SOA Watch Marks 20th Anniversary of Assassinations

Published on
by
the Ledger-Enquirer (Georgia)

SOA Watch Marks 20th Anniversary of Assassinations

Demostrations set for this weekend in Columbus

by
Tim Chitwood

It was 6 a.m. on Nov. 16, 1989, when a
gardener named Obdulio Ramos saw that six Jesuit priests and his wife
and daughter had been gunned down by soldiers in El Salvador.

From
these killings came the movement that 20 years later Columbus knows as
"SOA Watch." Eric LeCompte, one of the organizers of the annual protest
held here every November to mark the anniversary of the assassinations,
said 18 of the soldiers involved were graduates of the Fort Benning
school once called "the School of the Americas." It is now the Western
Hemisphere Institute for Security Cooperation.

Over the years the
protest had drawn thousands to gather at the Army post's Fort Benning
Road gate to sing and dance, demonstrate and mourn. And each Sunday,
the protest's last day, some always cross onto Fort Benning, to be
arrested for trespassing on federal property, typically facing three to
six months in jail.

The protest began with Father Roy
Bourgeois in 1990, but the birth of the movement is traced to that
morning 20 years ago in El Salvador.

LeCompte said he is unsure how many will attend this year's protest.

"I
think because it's the 20th anniversary, a lot of people are coming for
the event," he said. The Jesuits have 46 high schools and 28
universities, and delegates from each are expected to attend, he said.

Tour and discussions

The
demonstration has a central aim: Close the institute. But were the
institute shut down today, the protests might still go on, as the
movement wants to change U.S. policy in Central and South America.
LeCompte and other organizers claim the United States supplies military
aid and training to the countries so an elite class that controls most
of the wealth can protect the status quo, not to defend themselves from
outsiders.

Those with the institute argue that they teach human
rights and democratic values, and for the ninth year they are inviting
demonstrators to come take a tour.

About 700 have asked to attend the institute's open house, officials say.

Three
tours will take visitors to the Pratt Hall auditorium in Ridgway Hall
for a panel discussion on the institute, U.S. foreign policy, and
related issues.

The panel's to include institute commandant Col.
Felix Santiago, the institute's chaplain, the director of its
"Democracy, Ethics and Human Rights" program, a U.S. State Department
official, an officer offering her expertise on both the U.S. Southern
Command and the Army, a human rights lawyer who once chaired the
institute's Board of Visitors, and a dean from the Army's Command and
General Staff College at Fort Leavenworth, Kan.

The institute
describes itself as "a Department of Defense Education and Training
Facility at Fort Benning, assigned to the Combined Arms Center, U.S.
Army Training and Doctrine Command.
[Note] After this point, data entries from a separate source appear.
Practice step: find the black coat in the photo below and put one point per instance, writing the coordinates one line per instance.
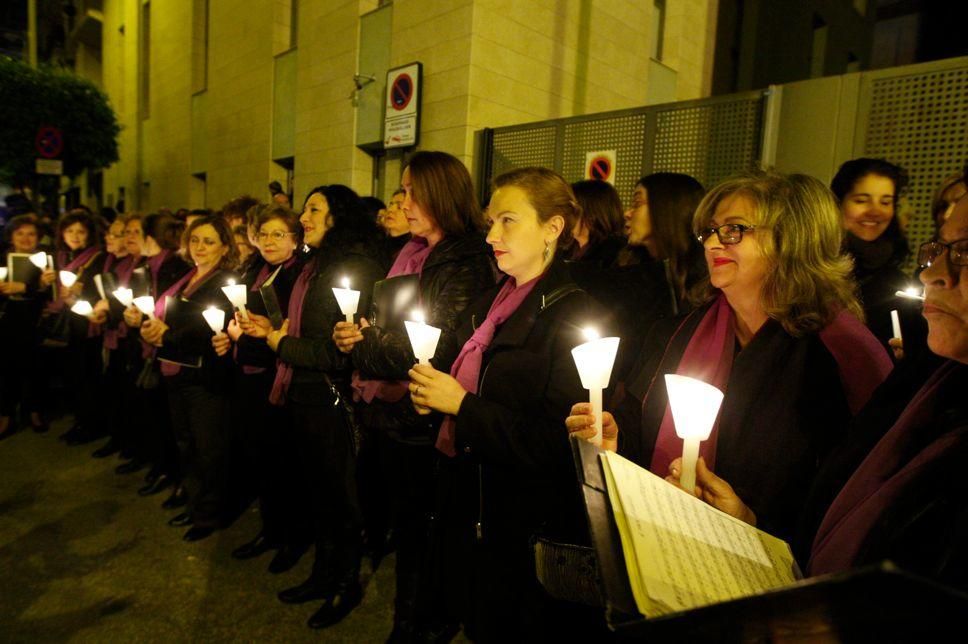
(784, 410)
(313, 355)
(457, 271)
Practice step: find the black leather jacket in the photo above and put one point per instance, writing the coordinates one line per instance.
(458, 270)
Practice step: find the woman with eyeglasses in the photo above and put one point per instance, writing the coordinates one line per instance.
(263, 429)
(780, 334)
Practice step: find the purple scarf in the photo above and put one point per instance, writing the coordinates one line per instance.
(888, 470)
(410, 261)
(467, 367)
(149, 351)
(280, 386)
(861, 363)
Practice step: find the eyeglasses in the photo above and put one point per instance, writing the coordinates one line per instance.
(728, 234)
(957, 252)
(275, 235)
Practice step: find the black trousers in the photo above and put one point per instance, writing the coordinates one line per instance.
(263, 437)
(198, 421)
(324, 454)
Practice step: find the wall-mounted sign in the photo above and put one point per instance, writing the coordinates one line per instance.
(401, 120)
(600, 165)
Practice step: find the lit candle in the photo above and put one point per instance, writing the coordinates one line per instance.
(215, 318)
(347, 298)
(595, 360)
(39, 260)
(423, 337)
(911, 293)
(124, 295)
(145, 304)
(82, 307)
(238, 296)
(695, 405)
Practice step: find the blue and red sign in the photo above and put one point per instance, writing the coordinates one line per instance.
(49, 142)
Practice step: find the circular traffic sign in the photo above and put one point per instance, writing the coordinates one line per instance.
(49, 142)
(600, 168)
(401, 92)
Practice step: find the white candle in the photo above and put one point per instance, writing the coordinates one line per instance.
(594, 361)
(238, 295)
(82, 307)
(124, 295)
(145, 304)
(695, 405)
(215, 318)
(39, 260)
(347, 299)
(423, 337)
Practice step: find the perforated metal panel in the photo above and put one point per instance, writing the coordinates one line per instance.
(920, 122)
(624, 134)
(709, 139)
(709, 142)
(518, 148)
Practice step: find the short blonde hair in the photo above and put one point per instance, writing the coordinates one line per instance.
(810, 278)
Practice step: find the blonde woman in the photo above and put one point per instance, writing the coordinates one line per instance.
(781, 334)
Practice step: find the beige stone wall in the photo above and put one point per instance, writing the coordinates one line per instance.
(487, 63)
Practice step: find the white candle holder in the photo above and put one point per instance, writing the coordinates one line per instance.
(423, 337)
(145, 304)
(83, 307)
(215, 318)
(348, 299)
(695, 405)
(238, 295)
(594, 361)
(124, 295)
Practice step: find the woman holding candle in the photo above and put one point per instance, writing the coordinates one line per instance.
(264, 429)
(504, 400)
(156, 239)
(780, 335)
(312, 378)
(450, 260)
(196, 378)
(21, 303)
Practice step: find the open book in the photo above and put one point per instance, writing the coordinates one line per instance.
(681, 553)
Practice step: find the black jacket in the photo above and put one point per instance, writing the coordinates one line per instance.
(189, 335)
(313, 355)
(514, 427)
(458, 270)
(254, 352)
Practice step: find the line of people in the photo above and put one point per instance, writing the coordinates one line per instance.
(460, 465)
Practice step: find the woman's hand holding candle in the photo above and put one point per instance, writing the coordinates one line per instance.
(153, 330)
(132, 316)
(256, 326)
(714, 491)
(275, 336)
(435, 390)
(346, 334)
(221, 343)
(581, 423)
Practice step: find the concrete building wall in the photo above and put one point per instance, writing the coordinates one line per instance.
(487, 63)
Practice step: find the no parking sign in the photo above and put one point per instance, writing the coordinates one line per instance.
(600, 165)
(402, 110)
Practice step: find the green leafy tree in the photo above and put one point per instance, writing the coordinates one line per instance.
(32, 98)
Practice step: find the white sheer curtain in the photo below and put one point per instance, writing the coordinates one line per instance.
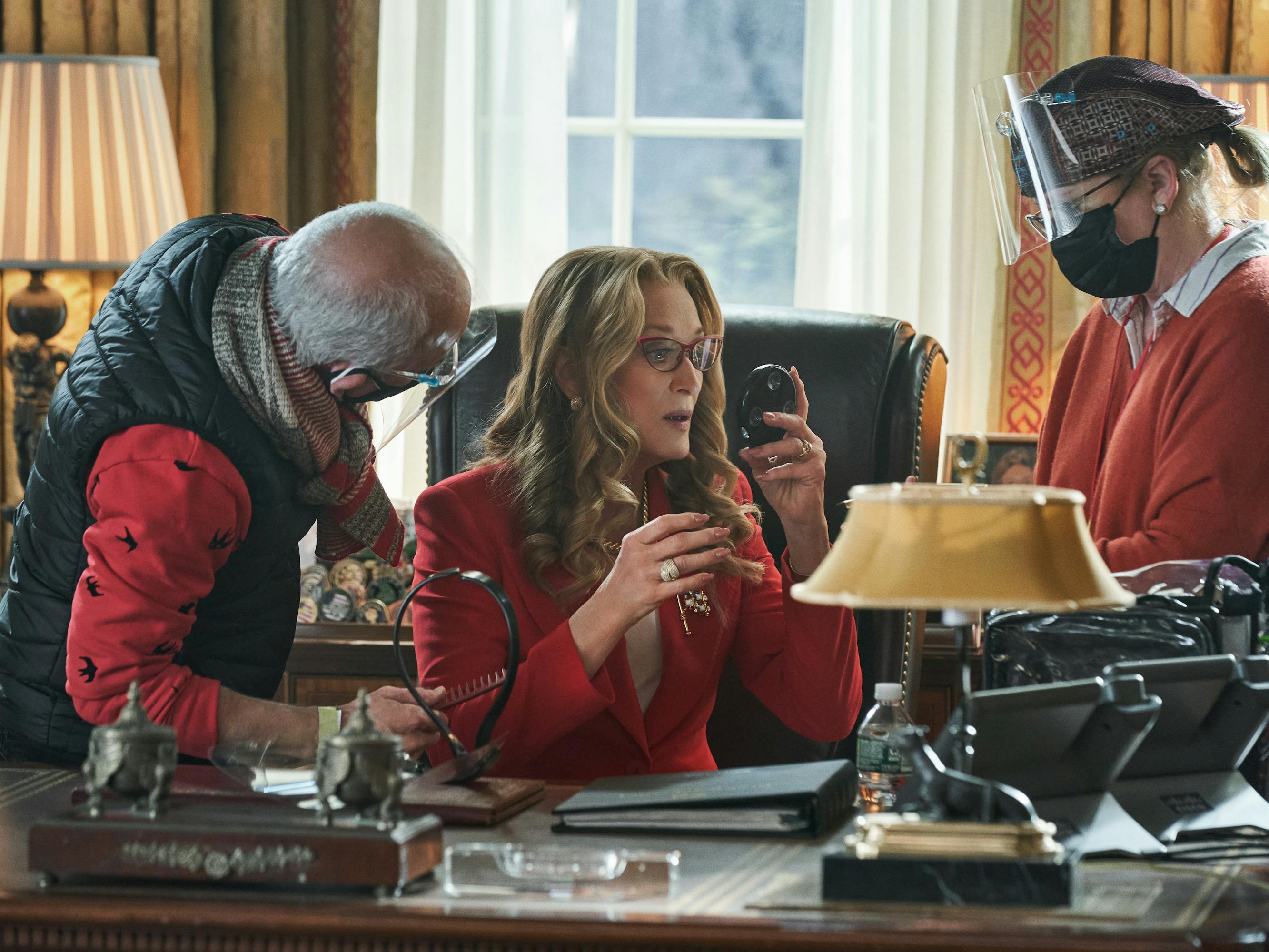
(473, 135)
(895, 218)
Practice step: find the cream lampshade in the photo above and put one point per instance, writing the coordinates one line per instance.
(965, 547)
(88, 179)
(88, 168)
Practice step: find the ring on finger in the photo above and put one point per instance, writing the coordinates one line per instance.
(669, 570)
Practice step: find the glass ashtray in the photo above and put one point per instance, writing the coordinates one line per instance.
(559, 873)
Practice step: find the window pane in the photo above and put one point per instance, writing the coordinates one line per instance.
(591, 191)
(731, 204)
(721, 59)
(591, 45)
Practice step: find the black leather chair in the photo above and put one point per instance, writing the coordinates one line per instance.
(876, 393)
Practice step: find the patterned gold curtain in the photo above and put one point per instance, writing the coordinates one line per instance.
(272, 105)
(1199, 37)
(1191, 36)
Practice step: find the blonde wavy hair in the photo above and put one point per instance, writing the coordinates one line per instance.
(563, 466)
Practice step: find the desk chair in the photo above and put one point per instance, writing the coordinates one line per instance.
(876, 393)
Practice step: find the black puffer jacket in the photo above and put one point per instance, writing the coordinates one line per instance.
(148, 358)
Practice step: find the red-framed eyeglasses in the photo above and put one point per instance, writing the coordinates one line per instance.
(665, 355)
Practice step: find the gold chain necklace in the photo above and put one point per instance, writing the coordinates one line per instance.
(697, 601)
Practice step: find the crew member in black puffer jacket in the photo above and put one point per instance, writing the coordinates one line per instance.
(211, 414)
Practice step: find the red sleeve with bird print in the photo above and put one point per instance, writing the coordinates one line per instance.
(169, 509)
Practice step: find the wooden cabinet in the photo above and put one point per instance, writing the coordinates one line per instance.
(330, 661)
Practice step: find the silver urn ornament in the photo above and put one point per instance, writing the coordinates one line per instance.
(132, 757)
(361, 767)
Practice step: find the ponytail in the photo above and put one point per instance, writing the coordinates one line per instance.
(1247, 154)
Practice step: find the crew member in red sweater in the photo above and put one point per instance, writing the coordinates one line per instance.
(1159, 404)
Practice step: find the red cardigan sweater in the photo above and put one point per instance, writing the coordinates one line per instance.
(799, 659)
(1186, 463)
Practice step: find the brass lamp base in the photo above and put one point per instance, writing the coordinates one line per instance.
(36, 314)
(37, 309)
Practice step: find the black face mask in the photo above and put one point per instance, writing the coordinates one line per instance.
(1098, 263)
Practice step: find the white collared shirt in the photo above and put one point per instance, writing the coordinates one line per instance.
(1142, 324)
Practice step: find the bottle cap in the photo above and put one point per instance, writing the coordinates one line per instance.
(889, 691)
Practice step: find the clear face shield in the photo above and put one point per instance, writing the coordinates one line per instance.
(1036, 179)
(470, 349)
(416, 391)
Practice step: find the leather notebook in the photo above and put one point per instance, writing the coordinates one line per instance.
(484, 803)
(787, 800)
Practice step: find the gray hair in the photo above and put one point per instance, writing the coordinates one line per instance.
(333, 313)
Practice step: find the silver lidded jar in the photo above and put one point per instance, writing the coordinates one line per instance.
(362, 768)
(132, 757)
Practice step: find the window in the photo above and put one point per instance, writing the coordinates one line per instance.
(685, 134)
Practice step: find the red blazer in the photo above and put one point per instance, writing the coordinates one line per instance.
(799, 659)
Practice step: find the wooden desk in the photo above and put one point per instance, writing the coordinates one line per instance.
(730, 898)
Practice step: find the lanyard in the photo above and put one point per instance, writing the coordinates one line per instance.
(1106, 412)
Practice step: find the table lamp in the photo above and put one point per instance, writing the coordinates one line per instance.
(965, 549)
(88, 181)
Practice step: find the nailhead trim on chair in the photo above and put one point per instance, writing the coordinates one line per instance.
(909, 616)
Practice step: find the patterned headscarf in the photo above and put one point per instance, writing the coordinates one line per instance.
(327, 440)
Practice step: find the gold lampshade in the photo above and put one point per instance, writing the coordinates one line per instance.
(88, 168)
(965, 547)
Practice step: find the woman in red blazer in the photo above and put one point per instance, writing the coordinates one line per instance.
(607, 508)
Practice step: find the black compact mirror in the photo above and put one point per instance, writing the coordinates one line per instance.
(767, 389)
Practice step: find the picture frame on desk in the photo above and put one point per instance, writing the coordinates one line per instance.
(1011, 459)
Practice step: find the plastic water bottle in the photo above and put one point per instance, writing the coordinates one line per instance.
(882, 767)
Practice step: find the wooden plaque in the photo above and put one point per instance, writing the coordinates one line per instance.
(239, 843)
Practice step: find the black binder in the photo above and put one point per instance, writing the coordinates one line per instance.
(786, 800)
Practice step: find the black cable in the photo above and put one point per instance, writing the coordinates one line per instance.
(513, 661)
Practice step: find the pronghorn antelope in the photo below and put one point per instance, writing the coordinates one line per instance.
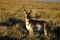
(34, 25)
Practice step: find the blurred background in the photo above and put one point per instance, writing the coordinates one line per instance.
(12, 17)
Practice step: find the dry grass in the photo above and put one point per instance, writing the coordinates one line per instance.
(49, 12)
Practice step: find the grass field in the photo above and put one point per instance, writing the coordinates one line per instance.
(48, 11)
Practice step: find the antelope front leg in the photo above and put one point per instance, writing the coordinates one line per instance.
(31, 33)
(45, 29)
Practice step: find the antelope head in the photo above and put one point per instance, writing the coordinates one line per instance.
(28, 13)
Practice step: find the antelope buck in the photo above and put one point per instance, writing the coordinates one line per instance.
(34, 25)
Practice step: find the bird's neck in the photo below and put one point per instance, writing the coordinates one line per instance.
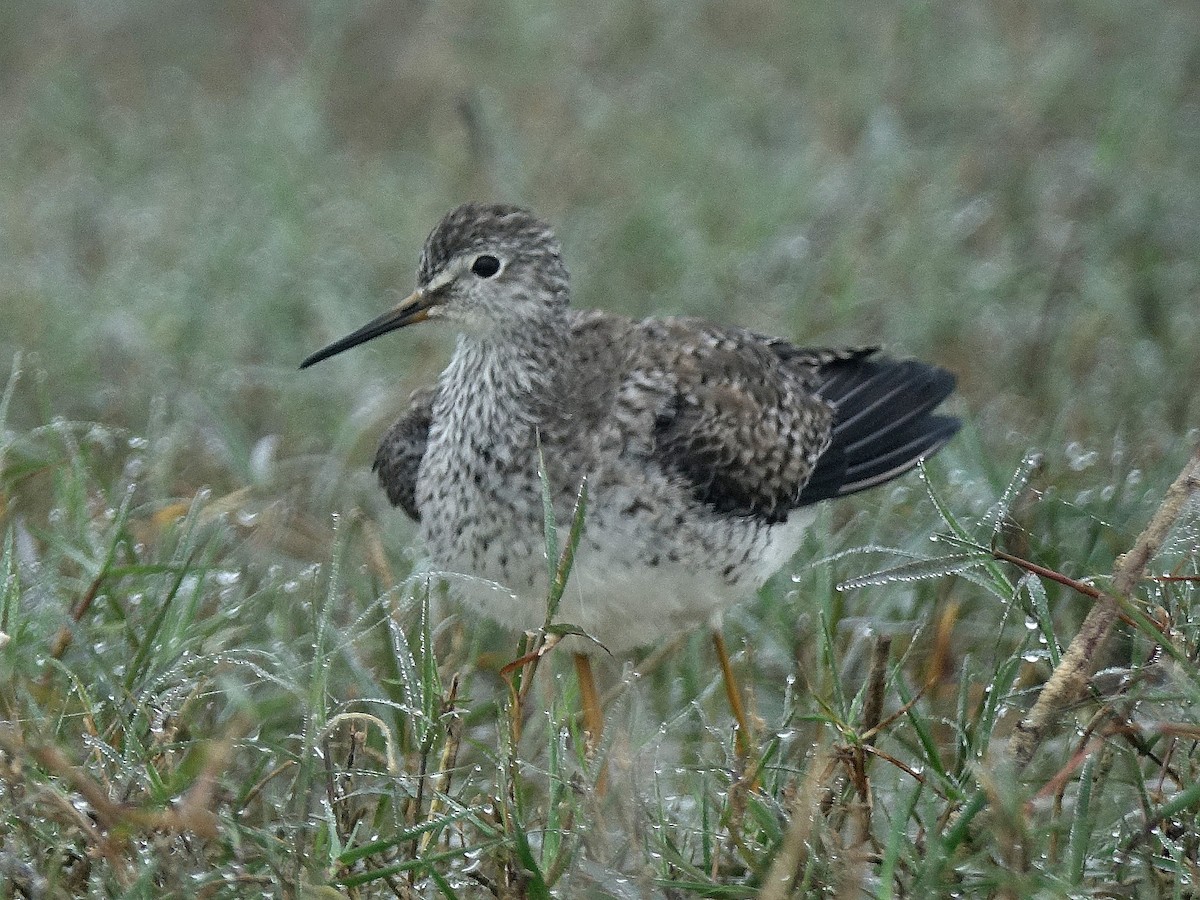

The institute offers 18 resident
courses and eight mobile-training-team-taught courses to the military,
law enforcement, and civilian personnel of the Organization of American
States."

More than 1,300 students took courses there in the federal 2009 fiscal year.

Key events

The
SOA Watch schedule calls for demonstrators to gather at the Fort
Benning gate south of Victory Drive at 11 a.m. Saturday and 8:15 a.m.
Sunday. The last event Saturday is a Puppetistas pageant set for 4:15
p.m., and the concluding ceremony Sunday is at 2 p.m.

The Indigo
Girls - Emily Saliers and Amy Ray - are to perform Sunday morning. They
were to follow an address by Bourgeois, the SOA Watch founder, but
LeCompte said Bourgeois is in Louisiana caring for his ailing
96-year-old father.

Some Columbus residents have asked whether
the demonstration will affect the National Infantry Museum and Soldier
Center, which is between Benning Boulevard and South Lumpkin Road.

Museum
representative Cyndi Cerbin said the post's gate on Fort Benning Road
will close at 5 p.m. today. Fort Benning Road there becomes Benning
Boulevard, on which the museum has its main entrance, so that won't be
accessible, she said.

Museum traffic will be rerouted onto South
Lumpkin Road, where visitors can enter the complex from that side, she
said. The museum's hours are 9 a.m.-5 p.m. today and Saturday and 11
a.m.-5 p.m. Sunday, she said.

One difference people will notice
during this year's SOA Watch gathering is that no "God Bless Fort
Benning" rally will be downtown. That event, which for years was held
to counter the protest and show appreciation for soldiers training on
post, was changed to "Boots on Broadway" and held this year in late
October.

LeCompte said he would miss "God Bless Fort Benning"
because last year it included a free concert and free food, and he
feels people should get out and stand up for their beliefs.